Design and develop scalable data pipelines to meet business requirements.

Integrate data from various sources and manage data storage solutions.

Implement data quality monitoring systems and uphold data governance policies.

Collaborate with cross-functional teams to address evolving data needs and optimize data workflows.

Job description

About the Company

Lift Ventures, a remote-first startup studio whose portfolio of businesses has reached over 250 million consumers to date, is seeking a seasoned and talented Data Engineer for SuperSummary, our fast-growing EdTech business. SuperSummary is a subscription-based website and mobile app offering a library of professionally written study guides and other educational tools and resources on thousands of books for students, teachers, and readers of all types.

About the Job

We are looking for a Data Engineer to join our fully remote team and play a key role in designing, building, and optimizing our data systems. Reporting to the Data Engineering Coordinator, you will collaborate with product managers, department leaders, data scientists, and analysts to deliver high-quality, actionable data insights that shape product development, drive innovation, and support strategic decision-making across the company.

This position is 100% remote, with a preference for candidates based in Latin America. Our distributed team spans the U.S., Brazil, the Philippines, and beyond — we value diverse perspectives and an inclusive, collaborative work environment.

Key Responsibilities

Design and Develop Scalable Data Pipelines

Build, maintain, and optimize robust ETL/ELT pipelines using tools such as Azure Data Factory, Azure Databricks, or Synapse Analytics.
Ensure pipelines meet business requirements, are scalable, efficient, and well-documented.

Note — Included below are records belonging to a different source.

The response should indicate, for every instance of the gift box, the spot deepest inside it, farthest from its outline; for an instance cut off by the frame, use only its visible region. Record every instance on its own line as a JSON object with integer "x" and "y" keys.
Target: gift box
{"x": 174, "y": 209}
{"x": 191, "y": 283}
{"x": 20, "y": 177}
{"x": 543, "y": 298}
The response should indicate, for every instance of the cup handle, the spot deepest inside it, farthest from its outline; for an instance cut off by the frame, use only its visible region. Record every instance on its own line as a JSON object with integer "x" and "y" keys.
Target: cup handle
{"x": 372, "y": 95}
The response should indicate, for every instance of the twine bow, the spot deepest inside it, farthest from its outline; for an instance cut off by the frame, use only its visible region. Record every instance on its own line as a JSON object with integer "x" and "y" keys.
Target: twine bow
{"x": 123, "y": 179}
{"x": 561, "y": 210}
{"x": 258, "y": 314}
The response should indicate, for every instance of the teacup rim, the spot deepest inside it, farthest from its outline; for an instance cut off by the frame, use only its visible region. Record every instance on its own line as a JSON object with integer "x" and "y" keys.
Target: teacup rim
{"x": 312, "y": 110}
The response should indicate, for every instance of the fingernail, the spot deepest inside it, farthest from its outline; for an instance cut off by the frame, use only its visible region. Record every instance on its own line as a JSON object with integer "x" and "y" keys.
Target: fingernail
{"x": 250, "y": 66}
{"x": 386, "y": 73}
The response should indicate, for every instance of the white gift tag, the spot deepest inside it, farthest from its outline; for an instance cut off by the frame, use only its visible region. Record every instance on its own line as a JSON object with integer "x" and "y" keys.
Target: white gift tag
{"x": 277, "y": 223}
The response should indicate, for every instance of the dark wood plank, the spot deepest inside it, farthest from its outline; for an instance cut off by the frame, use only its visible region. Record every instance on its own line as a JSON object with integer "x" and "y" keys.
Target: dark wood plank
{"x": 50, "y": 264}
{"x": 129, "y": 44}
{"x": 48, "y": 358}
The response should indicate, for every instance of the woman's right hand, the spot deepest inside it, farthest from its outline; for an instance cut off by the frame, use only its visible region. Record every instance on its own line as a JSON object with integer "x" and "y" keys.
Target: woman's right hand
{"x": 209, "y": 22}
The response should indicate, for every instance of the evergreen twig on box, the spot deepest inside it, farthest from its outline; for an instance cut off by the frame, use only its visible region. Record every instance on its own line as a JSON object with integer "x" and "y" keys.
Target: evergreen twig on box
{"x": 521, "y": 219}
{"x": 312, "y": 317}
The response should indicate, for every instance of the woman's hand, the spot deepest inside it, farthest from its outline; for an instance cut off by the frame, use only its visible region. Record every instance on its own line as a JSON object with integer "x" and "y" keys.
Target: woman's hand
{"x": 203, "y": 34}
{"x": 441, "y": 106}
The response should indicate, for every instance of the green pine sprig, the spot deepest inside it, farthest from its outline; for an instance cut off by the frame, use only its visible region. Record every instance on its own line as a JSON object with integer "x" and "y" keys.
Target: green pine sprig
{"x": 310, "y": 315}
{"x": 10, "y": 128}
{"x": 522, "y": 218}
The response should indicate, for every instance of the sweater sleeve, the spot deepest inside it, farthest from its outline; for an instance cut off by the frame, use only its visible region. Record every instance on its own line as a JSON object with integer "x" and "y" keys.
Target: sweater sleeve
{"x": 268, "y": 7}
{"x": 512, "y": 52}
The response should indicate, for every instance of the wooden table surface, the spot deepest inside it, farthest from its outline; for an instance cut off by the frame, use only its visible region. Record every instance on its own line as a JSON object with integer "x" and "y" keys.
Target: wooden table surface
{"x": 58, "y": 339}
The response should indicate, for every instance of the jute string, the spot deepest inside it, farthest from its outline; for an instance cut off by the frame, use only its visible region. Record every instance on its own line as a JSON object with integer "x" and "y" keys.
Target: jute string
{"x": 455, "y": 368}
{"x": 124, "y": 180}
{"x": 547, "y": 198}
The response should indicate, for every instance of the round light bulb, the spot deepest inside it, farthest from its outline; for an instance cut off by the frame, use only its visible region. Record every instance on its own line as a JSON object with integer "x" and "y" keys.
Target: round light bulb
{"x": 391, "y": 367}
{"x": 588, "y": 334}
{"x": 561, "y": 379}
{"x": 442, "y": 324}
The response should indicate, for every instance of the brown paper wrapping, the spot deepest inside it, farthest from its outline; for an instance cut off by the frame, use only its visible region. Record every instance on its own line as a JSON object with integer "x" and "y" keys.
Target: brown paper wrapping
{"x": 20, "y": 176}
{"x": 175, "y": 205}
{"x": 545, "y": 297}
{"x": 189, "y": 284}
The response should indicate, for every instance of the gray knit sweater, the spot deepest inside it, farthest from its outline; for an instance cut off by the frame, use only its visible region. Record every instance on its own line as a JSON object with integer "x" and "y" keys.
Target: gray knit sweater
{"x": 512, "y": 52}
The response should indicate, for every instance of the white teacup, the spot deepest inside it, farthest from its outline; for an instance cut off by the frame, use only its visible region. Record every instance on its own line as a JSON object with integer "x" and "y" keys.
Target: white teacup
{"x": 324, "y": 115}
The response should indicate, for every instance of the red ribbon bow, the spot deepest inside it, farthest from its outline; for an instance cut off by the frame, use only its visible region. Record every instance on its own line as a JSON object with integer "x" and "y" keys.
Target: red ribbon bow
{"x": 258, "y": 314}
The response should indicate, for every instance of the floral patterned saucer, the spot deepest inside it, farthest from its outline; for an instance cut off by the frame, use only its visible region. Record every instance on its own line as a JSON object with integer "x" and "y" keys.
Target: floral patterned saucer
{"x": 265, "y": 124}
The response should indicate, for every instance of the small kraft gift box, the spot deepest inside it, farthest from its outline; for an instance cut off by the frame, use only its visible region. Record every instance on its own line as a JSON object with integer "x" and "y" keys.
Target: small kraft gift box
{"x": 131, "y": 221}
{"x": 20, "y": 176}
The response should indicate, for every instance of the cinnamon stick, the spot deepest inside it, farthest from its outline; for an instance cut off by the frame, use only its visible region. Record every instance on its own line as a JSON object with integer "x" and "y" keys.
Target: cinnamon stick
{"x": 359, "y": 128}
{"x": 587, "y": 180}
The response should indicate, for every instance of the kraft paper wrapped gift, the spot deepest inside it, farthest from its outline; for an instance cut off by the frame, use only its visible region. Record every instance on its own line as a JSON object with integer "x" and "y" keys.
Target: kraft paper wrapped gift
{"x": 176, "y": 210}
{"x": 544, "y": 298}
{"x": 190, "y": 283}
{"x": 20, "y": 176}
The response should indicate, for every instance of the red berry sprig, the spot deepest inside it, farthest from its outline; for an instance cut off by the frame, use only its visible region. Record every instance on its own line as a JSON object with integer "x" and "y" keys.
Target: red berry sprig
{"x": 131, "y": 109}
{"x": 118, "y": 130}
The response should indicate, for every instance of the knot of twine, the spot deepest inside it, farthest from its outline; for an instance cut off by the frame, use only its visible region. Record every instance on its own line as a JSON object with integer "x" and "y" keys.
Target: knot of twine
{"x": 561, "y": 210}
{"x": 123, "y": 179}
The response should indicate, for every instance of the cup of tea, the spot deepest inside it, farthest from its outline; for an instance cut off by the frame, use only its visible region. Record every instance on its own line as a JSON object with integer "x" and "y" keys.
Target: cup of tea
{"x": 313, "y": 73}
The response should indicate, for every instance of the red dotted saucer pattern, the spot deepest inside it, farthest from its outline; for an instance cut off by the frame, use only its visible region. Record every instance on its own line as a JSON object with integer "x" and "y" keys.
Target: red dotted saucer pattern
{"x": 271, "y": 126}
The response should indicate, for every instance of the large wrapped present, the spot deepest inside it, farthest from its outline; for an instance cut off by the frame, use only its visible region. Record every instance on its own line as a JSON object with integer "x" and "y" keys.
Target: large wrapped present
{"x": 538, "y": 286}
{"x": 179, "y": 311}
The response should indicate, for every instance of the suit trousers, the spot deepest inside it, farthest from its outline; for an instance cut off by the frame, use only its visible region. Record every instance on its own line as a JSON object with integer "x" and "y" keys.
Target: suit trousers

Data Integration and Management

Integrate data from diverse sources, including APIs, data warehouses, cloud services, and more.
Manage and optimize data storage solutions like Azure Data Lake, Azure SQL Database, and Azure Blob Storage.

Ensure Data Quality and Governance

Implement data quality monitoring systems and checks to ensure accuracy, consistency, and reliability.
Uphold data governance policies and ensure compliance with data security and privacy standards.

Cross-Functional Collaboration

Work closely with cross-functional stakeholders to understand evolving data needs and translate them into scalable solutions.
Provide technical support for data-related issues and contribute to the continuous improvement of the data infrastructure.

Performance Optimization

Monitor, troubleshoot, and enhance the performance and availability of data pipelines.
Optimize data workflows to improve speed, efficiency, and cost-effectiveness.

Documentation and Best Practices

Document data architectures, workflows, and processes to ensure transparency and knowledge sharing.
Advocate for and apply best practices in data engineering, staying current with emerging tools and technologies.

Sample Projects

Unified Traffic & Session Pipelines

Built scalable ETL/ELT workflows (Airflow/Databricks) that merged clickstream and session data from Amplitude, Google Analytics, AWR, etc., into a central analytics layer—powering cross-platform marketing + product dashboards.

External Data Ingestion & Enrichment

Developed Python-based scrapers and API orchestrations to pull competitive pricing, book metadata, and review data—fusing it into our recommendation engine for richer decision-making.

Data Lakehouse & Warehouse Architecture

Led rollout of a cloud-native Lakehouse (Delta on Databricks/Azure Synapse) alongside a star-schema enterprise warehouse—standardizing schemas, partitioning strategies, and CI/CD for SQL artifacts (dbt or Synapse pipelines).

Data Governance & Quality Framework

Established data ownership models, automated lineage tracking, and built monitoring jobs (Great Expectations) to catch schema drift, null spikes, and stale datasets before they hit BI tools.